Traduit de l’anglais (États-Unis) par Josée Kamoun. Éditions Folio. Titre original : The Human Stain.

 

« Il y a vérité et vérité.
Le monde a beau être plein de gens qui se figurent vous avoir évalué au plus juste,
vous ou votre voisin, ce qu’on ne sait pas est un puits sans fond.
Et la vérité sur nous, une affaire sans fin. De même que les mensonges.
Pris entre deux feux, me disais-je. Dénoncé par les esprits intègres,
vilipendé par les vertueux, puis exterminé par un fou criminel.
Excommunié par ceux qui ont la grâce, les élus,
les évangélistes omniprésents des mœurs du moment,
et puis expédié par un démon brutal ».

 

Ce roman est en partie inspiré par une révélation posthume à propos d’Anatole Broyard. Éditorialiste du New York Times, critique littéraire et écrivain mort en 1990, il avait choisi, grâce à son teint clair, de se faire passer pour « blanc » alors qu’il était issu d’une descendance créole de Louisiane.
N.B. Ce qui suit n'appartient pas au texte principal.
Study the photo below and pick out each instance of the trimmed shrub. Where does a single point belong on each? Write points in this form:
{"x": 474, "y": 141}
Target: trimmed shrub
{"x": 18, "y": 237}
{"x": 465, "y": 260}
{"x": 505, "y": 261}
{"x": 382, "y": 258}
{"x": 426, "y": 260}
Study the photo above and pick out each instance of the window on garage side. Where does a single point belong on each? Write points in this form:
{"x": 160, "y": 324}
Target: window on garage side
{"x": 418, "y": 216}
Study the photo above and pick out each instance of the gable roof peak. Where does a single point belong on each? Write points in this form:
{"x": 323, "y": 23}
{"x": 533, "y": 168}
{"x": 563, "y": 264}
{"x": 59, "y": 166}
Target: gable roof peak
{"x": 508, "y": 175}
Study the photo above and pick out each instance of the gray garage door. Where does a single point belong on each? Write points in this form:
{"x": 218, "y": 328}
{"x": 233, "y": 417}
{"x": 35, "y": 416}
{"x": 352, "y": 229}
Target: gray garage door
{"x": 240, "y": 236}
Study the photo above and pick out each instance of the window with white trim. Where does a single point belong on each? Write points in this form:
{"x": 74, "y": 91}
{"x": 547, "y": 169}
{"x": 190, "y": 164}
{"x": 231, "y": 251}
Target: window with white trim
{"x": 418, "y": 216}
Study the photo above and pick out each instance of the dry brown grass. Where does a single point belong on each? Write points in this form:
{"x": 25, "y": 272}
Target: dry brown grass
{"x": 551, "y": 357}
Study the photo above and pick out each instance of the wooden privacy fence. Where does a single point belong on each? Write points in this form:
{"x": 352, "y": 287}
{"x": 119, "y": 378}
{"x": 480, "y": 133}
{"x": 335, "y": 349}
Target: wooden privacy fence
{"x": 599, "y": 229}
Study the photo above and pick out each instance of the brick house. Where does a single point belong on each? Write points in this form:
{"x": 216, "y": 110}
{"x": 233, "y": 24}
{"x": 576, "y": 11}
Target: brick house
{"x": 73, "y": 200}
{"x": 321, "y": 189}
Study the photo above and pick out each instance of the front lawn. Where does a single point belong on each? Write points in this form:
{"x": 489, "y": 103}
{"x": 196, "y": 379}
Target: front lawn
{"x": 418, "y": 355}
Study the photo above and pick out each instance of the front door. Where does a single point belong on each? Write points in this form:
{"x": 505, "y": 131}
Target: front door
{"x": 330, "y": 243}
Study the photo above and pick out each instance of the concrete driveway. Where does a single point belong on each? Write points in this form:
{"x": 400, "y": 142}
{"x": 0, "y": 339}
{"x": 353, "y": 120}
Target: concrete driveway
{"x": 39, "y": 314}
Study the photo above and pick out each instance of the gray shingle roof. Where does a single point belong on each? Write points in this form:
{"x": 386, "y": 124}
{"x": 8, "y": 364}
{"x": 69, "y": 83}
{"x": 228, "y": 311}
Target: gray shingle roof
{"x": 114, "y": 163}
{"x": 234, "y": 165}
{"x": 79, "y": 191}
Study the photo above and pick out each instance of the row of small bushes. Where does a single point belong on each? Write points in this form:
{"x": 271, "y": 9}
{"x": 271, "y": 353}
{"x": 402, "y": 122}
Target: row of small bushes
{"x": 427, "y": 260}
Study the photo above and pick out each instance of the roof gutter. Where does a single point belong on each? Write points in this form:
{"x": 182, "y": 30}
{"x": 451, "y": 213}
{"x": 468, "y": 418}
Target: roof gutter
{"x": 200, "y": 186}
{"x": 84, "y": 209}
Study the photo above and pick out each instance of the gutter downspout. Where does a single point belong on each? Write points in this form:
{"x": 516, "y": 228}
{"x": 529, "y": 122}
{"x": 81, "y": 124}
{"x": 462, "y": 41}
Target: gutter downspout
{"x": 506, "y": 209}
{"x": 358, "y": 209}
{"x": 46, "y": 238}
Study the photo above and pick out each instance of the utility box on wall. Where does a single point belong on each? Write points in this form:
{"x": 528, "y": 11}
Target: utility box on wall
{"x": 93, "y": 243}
Cette bombe à retardement sur son « ethnicité », révélée plusieurs années après sa disparition, a été un sujet de polémique dans sa famille, dans sa communauté et dans la communauté blanche.

1998. « En Amérique en général, ce fut l'été du marathon de la tartuferie : le spectre du terrorisme, qui avait remplacé celui du communisme comme menace majeure sur la sécurité du pays, laissait la place au spectre de la turlute ; un président des États-Unis, quinquagénaire plein de verdeur, et une de ses employées, une drôlesse de 21 ans folle de lui, batifolant dans le Bureau ovale comme deux ados dans un parking, avaient rallumé la plus vieille passion fédératrice de l'Amérique, son plaisir le plus dangereux, le plus subversif historiquement : le vertige de l'indignation hypocrite. » P.R.

La Tache — écrit en 1998, au moment où Bill Clinton faisait face à une menace de destitution, en pleine affaire Monica Lewinsky — est le troisième roman d’une trilogie politique. Après Pastorale américaine (évocation du terrorisme gauchiste et de la guerre du Vietnam) et J’ai épousé un communiste (sur la folie maccarthyste des années 50), Philip Roth s’attaque au politiquement correct en dressant une satire féroce de l’Amérique pudibonde et moralisatrice, tout en enquêtant sur la notion de vérité identitaire, à travers une machination romanesque diabolique.